My name is Cary Veris.

Even that is a lie. I begin this account with a lie, but a lie of innocence, not malice.

Veris means truth, the Master told me when he gave me that name for my sixteenth birthday. "You're full of the truth, Cary," he said. "You invite the truth."

But what is the truth, really? Even that birthday was a lie. I could never remember my real birthday, so the Masters and Mistresses chose one at random, and then changed it every year to suit their whims. No truth there, in that world of shifting allegiances and quicksand moralities.

If my name isn't Cary Veris, what should it be? My mother raised me until she no longer could. Should I use her name? Should I be Caraig Hanno? Or did that truth die with the tinker caravan that fell prey to a vampire band so long ago?

Should I be Caraig Valerian, and use the name of the father I never knew at all? That would possibly be the greatest lie of them all, for all that I have his hair and his face. Or so I've been told. But perhaps that is also a lie.

Perhaps I could slyly claim the name of my current benefactor, the Lord Diarmuid Stewart, and reshape myself into Cary Stewart, a rightful part of the keep instead of the shadow on the stairs, the face at the doorway, the tinker lad under the caravan, watching the hungry faces dreaming of freedom and happiness.

That would be no truth at all.

My name is Cary Veris, and my life is a lie, but I am sworn to the truth.

Is it any wonder I wander in the darkness?



© 2000 Jay Kirkpatrick


 

2: Beginning Truths

A truth should begin this account, so here is one: My mother was Mairead Hanno, of the Hanno tribe of southern Eire. My father, as I found out years later, was Harald Valerian, a duke in one of the northern counties where the Northlander blood was still strong, which accounts for my hair.

The hair made me an oddity in the Hanno tribe, a typical deeply tanned and habitually dirty tinker lad crowned with an atypical mass of pale gold curls.
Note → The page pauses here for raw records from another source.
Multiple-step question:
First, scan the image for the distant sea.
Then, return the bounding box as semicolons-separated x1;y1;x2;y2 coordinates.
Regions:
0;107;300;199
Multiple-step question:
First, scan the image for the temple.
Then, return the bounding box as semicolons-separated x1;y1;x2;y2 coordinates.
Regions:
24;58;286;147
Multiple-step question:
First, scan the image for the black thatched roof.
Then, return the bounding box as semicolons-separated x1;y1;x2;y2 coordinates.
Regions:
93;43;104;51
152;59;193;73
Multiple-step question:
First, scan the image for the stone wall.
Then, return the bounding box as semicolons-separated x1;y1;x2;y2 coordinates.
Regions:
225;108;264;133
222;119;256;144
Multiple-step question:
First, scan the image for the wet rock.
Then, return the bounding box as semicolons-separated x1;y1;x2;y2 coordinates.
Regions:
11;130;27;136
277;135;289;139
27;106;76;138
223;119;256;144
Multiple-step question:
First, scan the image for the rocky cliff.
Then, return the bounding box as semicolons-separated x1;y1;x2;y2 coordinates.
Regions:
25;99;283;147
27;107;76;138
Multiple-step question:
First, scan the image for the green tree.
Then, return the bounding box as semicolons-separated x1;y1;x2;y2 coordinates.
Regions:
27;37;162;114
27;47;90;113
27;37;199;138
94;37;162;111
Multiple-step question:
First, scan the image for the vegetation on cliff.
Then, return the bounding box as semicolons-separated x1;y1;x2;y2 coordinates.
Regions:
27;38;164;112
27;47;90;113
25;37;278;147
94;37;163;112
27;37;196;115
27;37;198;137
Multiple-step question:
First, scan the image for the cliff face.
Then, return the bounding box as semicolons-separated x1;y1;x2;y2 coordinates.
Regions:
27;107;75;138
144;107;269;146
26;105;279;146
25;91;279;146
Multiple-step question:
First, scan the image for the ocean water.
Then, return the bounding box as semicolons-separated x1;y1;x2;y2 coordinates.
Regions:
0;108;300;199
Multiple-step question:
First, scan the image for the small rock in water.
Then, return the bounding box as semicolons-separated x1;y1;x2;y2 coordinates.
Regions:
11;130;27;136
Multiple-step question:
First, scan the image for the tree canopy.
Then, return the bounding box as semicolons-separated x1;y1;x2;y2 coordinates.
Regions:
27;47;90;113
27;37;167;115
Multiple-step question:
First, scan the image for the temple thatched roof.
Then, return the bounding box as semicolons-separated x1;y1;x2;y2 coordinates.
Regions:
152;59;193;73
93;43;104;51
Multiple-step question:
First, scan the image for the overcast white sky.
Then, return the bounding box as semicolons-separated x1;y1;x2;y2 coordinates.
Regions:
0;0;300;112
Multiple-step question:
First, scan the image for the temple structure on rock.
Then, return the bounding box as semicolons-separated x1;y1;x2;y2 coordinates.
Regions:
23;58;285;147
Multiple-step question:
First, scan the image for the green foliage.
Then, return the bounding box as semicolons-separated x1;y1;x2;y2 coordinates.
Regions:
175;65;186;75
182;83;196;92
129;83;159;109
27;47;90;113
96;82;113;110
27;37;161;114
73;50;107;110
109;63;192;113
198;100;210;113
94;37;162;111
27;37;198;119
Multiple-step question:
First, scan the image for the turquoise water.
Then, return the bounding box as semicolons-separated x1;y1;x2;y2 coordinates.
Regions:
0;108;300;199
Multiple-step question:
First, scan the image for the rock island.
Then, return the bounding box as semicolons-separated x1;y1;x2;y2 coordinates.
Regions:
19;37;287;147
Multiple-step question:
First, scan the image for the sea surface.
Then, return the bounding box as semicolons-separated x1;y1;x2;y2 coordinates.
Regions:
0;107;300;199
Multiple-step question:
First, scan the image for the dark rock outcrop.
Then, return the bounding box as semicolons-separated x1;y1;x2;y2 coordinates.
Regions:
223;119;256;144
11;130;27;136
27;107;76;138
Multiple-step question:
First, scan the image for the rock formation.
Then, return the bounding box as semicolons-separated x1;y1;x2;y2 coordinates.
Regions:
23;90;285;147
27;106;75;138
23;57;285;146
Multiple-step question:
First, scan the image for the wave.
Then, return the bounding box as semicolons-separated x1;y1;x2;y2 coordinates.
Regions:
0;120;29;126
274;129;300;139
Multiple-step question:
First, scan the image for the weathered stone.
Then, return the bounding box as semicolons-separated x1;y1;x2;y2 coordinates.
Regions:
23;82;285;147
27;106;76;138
It also made me too noticeable to be much use as a lifter, although my Grandda began to teach me anyway when I was no more than six years old. I can still remember the day Gram stopped him.

Grandda was showing me and a couple of the younger boys the beginnings of the art of the distracting bump, the friendly arm touch, the soft feathertouch to the pocket, the use of the tiny sharp blade on purse strings and pouches. I was about to try a bump and lift, hoping to do it better this time and avoid a good-natured but still painful cuff on the head, when Gram's fragile voice stopped everything, as it always did.

"Caraig's no lifter," she said. "He's mine."

The exact words have stayed with me all these years. It was one of those "solid" moments that happen sometime in life, when you're completely alive and completely conscious and paying complete attention to your world. It was late afternoon on a fall day, the sun just barely clearing the trees around the small opening where we were camped. Musty smoke from the peat fires spiraled gently upward.

Tiny Gram was caught in an odd slant of light that gilded her from the back, leaving her face in shadow. "Caraig's no lifter. He's mine." I remember that at the moment her voice let go of the word "mine," a ball hit the side of one of the caravans and some child shouted, "That's it. We're all dead," and laughed.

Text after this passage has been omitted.